China is helping to improve the balance sheets of some state-owned firms - and boosting prospects for their IPOs - by allowing them to place a value on their landholdings, according to a property valuation expert. The issue of property ownership has clouded many Chinese financial deals because so little land in the vast country has proper titles, and all of it technically is owned by the communist state.
The first beneficiaries of the new practice are Air China, which will list in London and Hong Kong next month, and telecoms operator China Netcom, which made its Hong Kong market debut last week.
"They're using a new system of 'authorised land' for companies the government wants to see list," said Paul Brown, chief executive at Sallmanns (Far East) Ltd, which has valued property for over half of China's biggest IPOs.
Many state-owned firms lack titles to their real estate holdings because the government "allocated" them the land decades ago, before tradable leases - or land use rights - were introduced in the 1980s.
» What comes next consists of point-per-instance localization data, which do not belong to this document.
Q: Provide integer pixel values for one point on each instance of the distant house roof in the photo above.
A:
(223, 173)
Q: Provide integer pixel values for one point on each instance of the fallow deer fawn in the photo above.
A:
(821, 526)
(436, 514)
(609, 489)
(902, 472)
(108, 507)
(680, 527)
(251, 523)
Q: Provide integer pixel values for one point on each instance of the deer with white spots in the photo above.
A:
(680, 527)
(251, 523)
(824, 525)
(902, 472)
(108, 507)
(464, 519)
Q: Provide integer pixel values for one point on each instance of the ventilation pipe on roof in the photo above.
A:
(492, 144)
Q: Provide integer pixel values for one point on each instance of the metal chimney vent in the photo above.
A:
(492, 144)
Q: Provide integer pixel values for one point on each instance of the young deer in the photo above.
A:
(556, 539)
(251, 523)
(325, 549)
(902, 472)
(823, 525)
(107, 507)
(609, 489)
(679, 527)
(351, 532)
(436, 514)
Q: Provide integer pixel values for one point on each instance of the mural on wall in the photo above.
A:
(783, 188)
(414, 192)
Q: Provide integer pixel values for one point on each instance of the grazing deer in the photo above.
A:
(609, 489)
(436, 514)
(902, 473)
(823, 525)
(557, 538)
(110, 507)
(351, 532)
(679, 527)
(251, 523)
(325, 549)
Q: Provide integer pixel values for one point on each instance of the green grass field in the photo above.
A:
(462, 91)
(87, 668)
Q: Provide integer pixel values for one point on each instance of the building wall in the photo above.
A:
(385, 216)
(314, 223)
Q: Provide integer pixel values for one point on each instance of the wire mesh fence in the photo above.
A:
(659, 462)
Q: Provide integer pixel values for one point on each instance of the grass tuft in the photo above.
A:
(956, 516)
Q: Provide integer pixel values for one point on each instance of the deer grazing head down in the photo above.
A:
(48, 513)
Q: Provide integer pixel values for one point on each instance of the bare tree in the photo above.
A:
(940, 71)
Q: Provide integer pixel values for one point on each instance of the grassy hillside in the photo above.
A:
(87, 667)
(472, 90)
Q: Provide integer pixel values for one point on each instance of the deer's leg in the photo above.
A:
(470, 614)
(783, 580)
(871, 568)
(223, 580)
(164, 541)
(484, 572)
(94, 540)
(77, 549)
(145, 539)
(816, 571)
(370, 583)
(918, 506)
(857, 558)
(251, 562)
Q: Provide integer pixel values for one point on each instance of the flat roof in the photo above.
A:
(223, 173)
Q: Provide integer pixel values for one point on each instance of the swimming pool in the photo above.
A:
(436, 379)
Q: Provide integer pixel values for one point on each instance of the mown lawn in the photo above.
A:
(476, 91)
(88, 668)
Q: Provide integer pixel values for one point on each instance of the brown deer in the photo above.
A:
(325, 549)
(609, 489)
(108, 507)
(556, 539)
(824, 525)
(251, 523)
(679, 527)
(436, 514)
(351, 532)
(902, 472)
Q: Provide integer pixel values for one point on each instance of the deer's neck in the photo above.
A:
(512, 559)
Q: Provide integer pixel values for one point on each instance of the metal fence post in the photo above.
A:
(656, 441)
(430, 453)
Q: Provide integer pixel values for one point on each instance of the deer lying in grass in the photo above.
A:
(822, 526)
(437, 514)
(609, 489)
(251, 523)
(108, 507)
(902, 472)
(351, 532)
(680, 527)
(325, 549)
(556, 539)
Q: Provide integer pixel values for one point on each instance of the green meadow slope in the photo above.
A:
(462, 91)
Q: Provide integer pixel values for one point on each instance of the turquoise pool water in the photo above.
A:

Technically, the land and buildings they hold cannot be sold, so valuers in the past have determined the assets have no commercial value. That has reduced investor confidence and lowered the IPO price the firms can raise.
But this year, Beijing began to allow big state-owned firms to gain title to their land use rights, which are easy to value, even if the land is leased and not technically owned. Typically land use rights are granted for 30 to 70 years, but for valuation purposes the leases effectively give them ownership rights.
The land can then be recorded on a company's balance sheet, giving investors more confidence the assets could be sold if the company collapsed.
To obtain lease title authorisation, a state-owned parent firm would contribute "allocated" land it holds to the listing subsidiary in return for shares.
Authorities would grant the parent firm a land use right for an indefinite period, which could be assigned to the subsidiary. The listing firm would then apply for it to be converted into a fixed-term land use right.
The right to privately own property was enshrined in the Chinese constitution this year, reversing a central tenet of communism. But, in fact, freehold land does not yet exist.
Most private firms, for example property developers, have bought land use rights on land that has been newly "granted" by authorities.
Companies already holding allocated land can buy a title giving proof of their land use right. But many companies are unwilling to pay the fees.
One cash-rich firm planning an IPO has turned down the chance to spend around $4 million to gain title to a lease on its land. The move would add $45 million in land and building assets to its balance sheet, according to Brown, who declined to identify the company.